A framework for conducting legal needs surveys
This Guide builds upon the lessons and experience of 25 years of experience across a range of countries with very different legal traditions. It discusses common pitfalls, key lessons, and effective practice in the implementation of legal needs surveys. It answers common questions in developing, deploying and using legal needs surveys, detailing:
The essential elements of legal needs survey approaches
The potential scope of surveys
How to identify the support that people seek in resolving problems, and their success in doing so
How to identify processes and institutions involved in problem resolution
The outcomes and impacts of problems that can be measured
Common elements of surveys that can be used across jurisdictions and in different contexts
The contribution surveys can make to creating access to justice indicators
The Guide sets out a framework for the design, implementation and analysis of legal needs surveys. It provides tools in a modular way so that they can be applied in different types of surveys. The Guide examines the concepts, framing, scope and units of measurement used in legal needs surveys. It also proposes taxonomies of justiciable problems, sources of help and dispute resolution processes, to support greater consistency and opportunity for comparison between surveys, as well as reviewing how legal need has been measured through surveys. The Guide further notes that meaningful collaboration between government, civil society and affected communities is critical in developing, implementing and analysing legal needs surveys. Such partnerships are similarly essential for identifying and driving policy reforms.
The Guide proposes model survey questions concerning: problem identification; problem seriousness; problem impact; sources of help; problem resolving behaviour; process; if and how problems have concluded; strategy decisions; perceptions of dispute resolution processes and outcomes; the cost of problem resolution; legal capability; and duration. It also incorporates these into illustrative questionnaires, to provide resources for survey planners.
The proposed taxonomies are built upon eight primary justiciable problem categories, eight distinct categories of sources of help and five process categories.
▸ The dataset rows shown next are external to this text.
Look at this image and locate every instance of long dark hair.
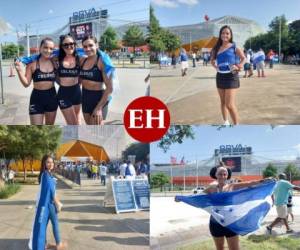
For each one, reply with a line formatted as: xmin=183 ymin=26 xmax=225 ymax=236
xmin=39 ymin=155 xmax=53 ymax=184
xmin=81 ymin=35 xmax=98 ymax=44
xmin=81 ymin=35 xmax=100 ymax=57
xmin=58 ymin=34 xmax=77 ymax=62
xmin=210 ymin=25 xmax=233 ymax=60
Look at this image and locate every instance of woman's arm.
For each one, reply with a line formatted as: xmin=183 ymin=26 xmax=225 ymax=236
xmin=15 ymin=61 xmax=33 ymax=88
xmin=236 ymin=48 xmax=246 ymax=70
xmin=96 ymin=59 xmax=113 ymax=110
xmin=231 ymin=179 xmax=265 ymax=190
xmin=210 ymin=52 xmax=218 ymax=70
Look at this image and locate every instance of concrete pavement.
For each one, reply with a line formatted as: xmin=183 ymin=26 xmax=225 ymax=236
xmin=150 ymin=195 xmax=300 ymax=250
xmin=0 ymin=65 xmax=149 ymax=125
xmin=0 ymin=175 xmax=149 ymax=250
xmin=151 ymin=61 xmax=300 ymax=124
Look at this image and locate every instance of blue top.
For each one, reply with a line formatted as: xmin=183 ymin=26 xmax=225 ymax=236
xmin=180 ymin=53 xmax=188 ymax=62
xmin=216 ymin=44 xmax=238 ymax=73
xmin=274 ymin=180 xmax=294 ymax=206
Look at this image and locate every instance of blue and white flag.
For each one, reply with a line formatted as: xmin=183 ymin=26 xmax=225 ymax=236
xmin=175 ymin=181 xmax=276 ymax=235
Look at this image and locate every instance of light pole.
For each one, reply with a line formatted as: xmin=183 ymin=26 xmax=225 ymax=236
xmin=278 ymin=17 xmax=281 ymax=63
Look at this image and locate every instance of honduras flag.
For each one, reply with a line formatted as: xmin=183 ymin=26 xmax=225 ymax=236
xmin=175 ymin=181 xmax=276 ymax=235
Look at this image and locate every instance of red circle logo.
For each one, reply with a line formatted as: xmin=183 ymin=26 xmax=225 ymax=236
xmin=123 ymin=96 xmax=170 ymax=143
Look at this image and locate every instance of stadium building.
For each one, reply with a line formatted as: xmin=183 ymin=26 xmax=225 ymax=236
xmin=167 ymin=16 xmax=264 ymax=51
xmin=151 ymin=144 xmax=300 ymax=186
xmin=18 ymin=8 xmax=149 ymax=53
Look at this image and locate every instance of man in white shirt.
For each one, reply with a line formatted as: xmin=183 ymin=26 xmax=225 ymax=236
xmin=100 ymin=161 xmax=107 ymax=186
xmin=120 ymin=160 xmax=127 ymax=178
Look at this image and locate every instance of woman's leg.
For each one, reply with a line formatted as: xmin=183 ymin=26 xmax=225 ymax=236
xmin=49 ymin=204 xmax=61 ymax=245
xmin=218 ymin=88 xmax=228 ymax=121
xmin=45 ymin=111 xmax=56 ymax=125
xmin=30 ymin=114 xmax=44 ymax=125
xmin=225 ymin=89 xmax=239 ymax=125
xmin=213 ymin=237 xmax=224 ymax=250
xmin=226 ymin=235 xmax=240 ymax=250
xmin=73 ymin=104 xmax=81 ymax=125
xmin=83 ymin=113 xmax=93 ymax=125
xmin=61 ymin=105 xmax=79 ymax=125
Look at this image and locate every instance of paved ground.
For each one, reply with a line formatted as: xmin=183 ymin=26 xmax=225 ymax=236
xmin=0 ymin=65 xmax=149 ymax=125
xmin=151 ymin=64 xmax=300 ymax=124
xmin=0 ymin=176 xmax=149 ymax=250
xmin=150 ymin=195 xmax=300 ymax=250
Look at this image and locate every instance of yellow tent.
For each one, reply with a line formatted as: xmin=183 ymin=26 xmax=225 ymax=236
xmin=56 ymin=140 xmax=109 ymax=162
xmin=10 ymin=140 xmax=109 ymax=171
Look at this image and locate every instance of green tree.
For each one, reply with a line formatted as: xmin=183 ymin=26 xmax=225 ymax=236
xmin=0 ymin=126 xmax=61 ymax=180
xmin=263 ymin=163 xmax=277 ymax=178
xmin=284 ymin=164 xmax=300 ymax=181
xmin=2 ymin=43 xmax=24 ymax=58
xmin=123 ymin=25 xmax=146 ymax=53
xmin=158 ymin=125 xmax=194 ymax=152
xmin=100 ymin=26 xmax=119 ymax=52
xmin=161 ymin=29 xmax=181 ymax=52
xmin=123 ymin=143 xmax=150 ymax=161
xmin=150 ymin=173 xmax=170 ymax=192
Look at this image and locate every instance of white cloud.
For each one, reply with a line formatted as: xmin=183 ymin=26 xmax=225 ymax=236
xmin=293 ymin=143 xmax=300 ymax=152
xmin=177 ymin=0 xmax=199 ymax=5
xmin=151 ymin=0 xmax=199 ymax=8
xmin=151 ymin=0 xmax=178 ymax=8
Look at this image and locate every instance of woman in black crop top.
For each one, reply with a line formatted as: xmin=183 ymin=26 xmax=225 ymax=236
xmin=15 ymin=38 xmax=58 ymax=125
xmin=55 ymin=35 xmax=81 ymax=125
xmin=80 ymin=36 xmax=113 ymax=125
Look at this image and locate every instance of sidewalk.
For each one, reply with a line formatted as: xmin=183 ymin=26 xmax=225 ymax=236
xmin=0 ymin=66 xmax=149 ymax=125
xmin=0 ymin=176 xmax=149 ymax=250
xmin=150 ymin=196 xmax=300 ymax=250
xmin=151 ymin=64 xmax=300 ymax=124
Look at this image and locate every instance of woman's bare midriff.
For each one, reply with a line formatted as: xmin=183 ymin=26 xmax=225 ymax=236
xmin=33 ymin=82 xmax=54 ymax=90
xmin=59 ymin=77 xmax=79 ymax=87
xmin=81 ymin=80 xmax=104 ymax=91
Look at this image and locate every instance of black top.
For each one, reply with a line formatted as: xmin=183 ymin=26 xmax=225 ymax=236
xmin=80 ymin=55 xmax=103 ymax=82
xmin=32 ymin=58 xmax=55 ymax=82
xmin=57 ymin=56 xmax=80 ymax=77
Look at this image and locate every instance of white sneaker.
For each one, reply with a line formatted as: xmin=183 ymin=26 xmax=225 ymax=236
xmin=223 ymin=120 xmax=230 ymax=126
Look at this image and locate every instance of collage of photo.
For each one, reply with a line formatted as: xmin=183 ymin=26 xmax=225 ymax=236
xmin=0 ymin=0 xmax=300 ymax=250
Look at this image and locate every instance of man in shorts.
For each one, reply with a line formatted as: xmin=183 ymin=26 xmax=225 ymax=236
xmin=267 ymin=173 xmax=300 ymax=234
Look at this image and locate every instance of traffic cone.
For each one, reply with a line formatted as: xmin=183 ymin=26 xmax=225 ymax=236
xmin=9 ymin=64 xmax=16 ymax=77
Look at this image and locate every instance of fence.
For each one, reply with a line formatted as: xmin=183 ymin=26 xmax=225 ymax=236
xmin=55 ymin=169 xmax=81 ymax=185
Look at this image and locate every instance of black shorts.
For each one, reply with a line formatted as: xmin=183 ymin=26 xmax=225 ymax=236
xmin=82 ymin=88 xmax=108 ymax=120
xmin=57 ymin=84 xmax=81 ymax=109
xmin=216 ymin=72 xmax=240 ymax=89
xmin=29 ymin=87 xmax=58 ymax=115
xmin=209 ymin=216 xmax=238 ymax=238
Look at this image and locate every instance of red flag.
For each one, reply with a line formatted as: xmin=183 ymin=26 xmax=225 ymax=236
xmin=170 ymin=156 xmax=177 ymax=164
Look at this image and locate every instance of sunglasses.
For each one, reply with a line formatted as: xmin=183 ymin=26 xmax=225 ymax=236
xmin=62 ymin=43 xmax=75 ymax=49
xmin=83 ymin=44 xmax=94 ymax=49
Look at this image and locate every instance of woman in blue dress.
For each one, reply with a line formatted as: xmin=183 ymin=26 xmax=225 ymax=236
xmin=211 ymin=25 xmax=246 ymax=125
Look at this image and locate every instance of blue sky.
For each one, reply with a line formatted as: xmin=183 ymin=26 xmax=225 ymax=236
xmin=0 ymin=0 xmax=149 ymax=42
xmin=151 ymin=0 xmax=300 ymax=30
xmin=150 ymin=125 xmax=300 ymax=163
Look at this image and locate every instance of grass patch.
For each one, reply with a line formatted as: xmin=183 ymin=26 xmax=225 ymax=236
xmin=177 ymin=235 xmax=300 ymax=250
xmin=0 ymin=184 xmax=21 ymax=199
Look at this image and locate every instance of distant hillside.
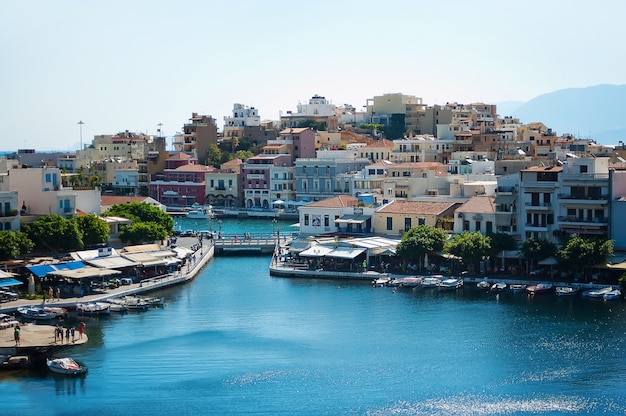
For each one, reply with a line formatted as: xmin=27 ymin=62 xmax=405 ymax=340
xmin=508 ymin=85 xmax=626 ymax=144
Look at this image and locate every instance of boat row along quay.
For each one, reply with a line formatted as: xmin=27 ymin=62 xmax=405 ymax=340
xmin=0 ymin=238 xmax=214 ymax=369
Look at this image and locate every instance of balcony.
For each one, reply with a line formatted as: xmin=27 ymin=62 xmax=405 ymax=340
xmin=559 ymin=216 xmax=609 ymax=227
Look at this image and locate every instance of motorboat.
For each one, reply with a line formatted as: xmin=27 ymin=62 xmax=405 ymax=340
xmin=602 ymin=289 xmax=622 ymax=300
xmin=489 ymin=282 xmax=507 ymax=292
xmin=437 ymin=278 xmax=463 ymax=290
xmin=509 ymin=283 xmax=526 ymax=293
xmin=422 ymin=276 xmax=443 ymax=288
xmin=46 ymin=357 xmax=87 ymax=375
xmin=394 ymin=276 xmax=422 ymax=287
xmin=476 ymin=280 xmax=491 ymax=289
xmin=554 ymin=286 xmax=578 ymax=296
xmin=185 ymin=205 xmax=215 ymax=219
xmin=17 ymin=306 xmax=57 ymax=321
xmin=583 ymin=286 xmax=613 ymax=298
xmin=42 ymin=306 xmax=67 ymax=318
xmin=76 ymin=302 xmax=111 ymax=315
xmin=526 ymin=283 xmax=552 ymax=295
xmin=372 ymin=277 xmax=391 ymax=287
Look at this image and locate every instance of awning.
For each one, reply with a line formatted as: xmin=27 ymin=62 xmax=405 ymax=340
xmin=493 ymin=195 xmax=515 ymax=204
xmin=335 ymin=215 xmax=370 ymax=224
xmin=299 ymin=245 xmax=333 ymax=257
xmin=324 ymin=247 xmax=365 ymax=259
xmin=0 ymin=279 xmax=22 ymax=287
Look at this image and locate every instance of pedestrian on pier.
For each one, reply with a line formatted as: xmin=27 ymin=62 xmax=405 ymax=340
xmin=13 ymin=324 xmax=20 ymax=345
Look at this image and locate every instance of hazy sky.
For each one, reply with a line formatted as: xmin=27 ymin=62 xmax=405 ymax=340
xmin=0 ymin=0 xmax=626 ymax=150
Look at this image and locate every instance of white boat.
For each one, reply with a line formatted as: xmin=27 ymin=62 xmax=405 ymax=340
xmin=489 ymin=282 xmax=507 ymax=292
xmin=602 ymin=289 xmax=622 ymax=300
xmin=583 ymin=286 xmax=613 ymax=298
xmin=437 ymin=278 xmax=463 ymax=290
xmin=394 ymin=276 xmax=422 ymax=287
xmin=185 ymin=205 xmax=215 ymax=219
xmin=42 ymin=306 xmax=67 ymax=318
xmin=76 ymin=302 xmax=111 ymax=315
xmin=422 ymin=276 xmax=443 ymax=288
xmin=509 ymin=283 xmax=526 ymax=293
xmin=17 ymin=306 xmax=57 ymax=321
xmin=476 ymin=280 xmax=491 ymax=289
xmin=526 ymin=283 xmax=552 ymax=295
xmin=372 ymin=277 xmax=391 ymax=287
xmin=46 ymin=357 xmax=87 ymax=375
xmin=554 ymin=286 xmax=578 ymax=296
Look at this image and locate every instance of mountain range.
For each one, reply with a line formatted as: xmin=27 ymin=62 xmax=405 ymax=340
xmin=497 ymin=84 xmax=626 ymax=145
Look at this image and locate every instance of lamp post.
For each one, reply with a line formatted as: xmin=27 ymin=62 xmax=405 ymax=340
xmin=77 ymin=120 xmax=85 ymax=150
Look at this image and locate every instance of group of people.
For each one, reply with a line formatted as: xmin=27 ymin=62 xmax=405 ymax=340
xmin=54 ymin=322 xmax=85 ymax=344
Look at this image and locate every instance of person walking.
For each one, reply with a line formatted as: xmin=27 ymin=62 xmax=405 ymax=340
xmin=13 ymin=325 xmax=20 ymax=345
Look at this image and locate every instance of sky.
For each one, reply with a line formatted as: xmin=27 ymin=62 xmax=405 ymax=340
xmin=0 ymin=0 xmax=626 ymax=151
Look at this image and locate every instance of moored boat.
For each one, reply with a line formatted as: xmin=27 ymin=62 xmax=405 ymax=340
xmin=76 ymin=302 xmax=111 ymax=315
xmin=476 ymin=280 xmax=491 ymax=289
xmin=554 ymin=286 xmax=578 ymax=296
xmin=17 ymin=306 xmax=57 ymax=321
xmin=509 ymin=283 xmax=526 ymax=293
xmin=489 ymin=282 xmax=507 ymax=292
xmin=46 ymin=357 xmax=87 ymax=375
xmin=602 ymin=289 xmax=622 ymax=300
xmin=583 ymin=286 xmax=613 ymax=298
xmin=437 ymin=278 xmax=463 ymax=290
xmin=526 ymin=283 xmax=552 ymax=295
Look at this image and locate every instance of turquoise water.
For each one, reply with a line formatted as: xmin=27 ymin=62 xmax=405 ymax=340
xmin=0 ymin=221 xmax=626 ymax=415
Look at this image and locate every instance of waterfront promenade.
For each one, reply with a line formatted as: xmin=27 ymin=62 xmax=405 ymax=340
xmin=0 ymin=237 xmax=215 ymax=316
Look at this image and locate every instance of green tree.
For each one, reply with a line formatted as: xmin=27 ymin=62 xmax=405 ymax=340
xmin=120 ymin=222 xmax=167 ymax=244
xmin=24 ymin=214 xmax=84 ymax=252
xmin=103 ymin=202 xmax=174 ymax=234
xmin=444 ymin=231 xmax=491 ymax=265
xmin=557 ymin=236 xmax=613 ymax=273
xmin=0 ymin=231 xmax=35 ymax=260
xmin=520 ymin=237 xmax=557 ymax=270
xmin=74 ymin=214 xmax=109 ymax=247
xmin=396 ymin=225 xmax=448 ymax=268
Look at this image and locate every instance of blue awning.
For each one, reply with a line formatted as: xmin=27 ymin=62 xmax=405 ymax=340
xmin=26 ymin=261 xmax=85 ymax=277
xmin=0 ymin=279 xmax=22 ymax=287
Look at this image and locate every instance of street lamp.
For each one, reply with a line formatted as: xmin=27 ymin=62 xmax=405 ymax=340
xmin=77 ymin=120 xmax=85 ymax=150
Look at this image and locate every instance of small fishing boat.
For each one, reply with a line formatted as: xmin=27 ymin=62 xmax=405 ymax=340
xmin=46 ymin=357 xmax=87 ymax=375
xmin=509 ymin=283 xmax=526 ymax=293
xmin=76 ymin=302 xmax=111 ymax=316
xmin=489 ymin=282 xmax=507 ymax=292
xmin=437 ymin=278 xmax=463 ymax=290
xmin=583 ymin=286 xmax=613 ymax=298
xmin=554 ymin=286 xmax=578 ymax=296
xmin=476 ymin=280 xmax=491 ymax=289
xmin=602 ymin=289 xmax=622 ymax=300
xmin=526 ymin=283 xmax=552 ymax=295
xmin=17 ymin=306 xmax=57 ymax=321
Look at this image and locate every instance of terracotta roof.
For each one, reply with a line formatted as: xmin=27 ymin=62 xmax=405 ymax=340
xmin=456 ymin=196 xmax=496 ymax=214
xmin=100 ymin=195 xmax=148 ymax=205
xmin=522 ymin=166 xmax=563 ymax=172
xmin=304 ymin=195 xmax=359 ymax=208
xmin=377 ymin=201 xmax=457 ymax=215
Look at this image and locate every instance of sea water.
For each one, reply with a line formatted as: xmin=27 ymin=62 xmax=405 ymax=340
xmin=0 ymin=220 xmax=626 ymax=416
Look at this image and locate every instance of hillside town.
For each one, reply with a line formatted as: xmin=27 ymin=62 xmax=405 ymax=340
xmin=0 ymin=93 xmax=626 ymax=286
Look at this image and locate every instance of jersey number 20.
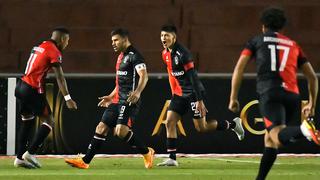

Towards meaningful access to justice indicators
Finally, the Guide suggests strategies for measuring access to justice with legal needs surveys. The UN 2030 Agenda provides an opportunity to define critical global dimensions of access to justice under SDG target 16.3, going beyond the criminal justice system. National and global policy and measurement frameworks often fail to account meaningfully for the prevalence of civil justice issues and the substantive costs they impose on society.
Access to civil justice indicators built from legal needs surveys can increase the visibility of civil justice barriers and highlight the experiences of particular populations. A global legal needs-based indicator focused on access to civil justice could also complement work towards other SDGs by enabling policy makers to better identify how justice systems interact with other developmental priorities.
In accordance with the SDG framework, civil justice measures need to be capable of “timely and reliable” disaggregation in order to highlight the experience of different vulnerable groups.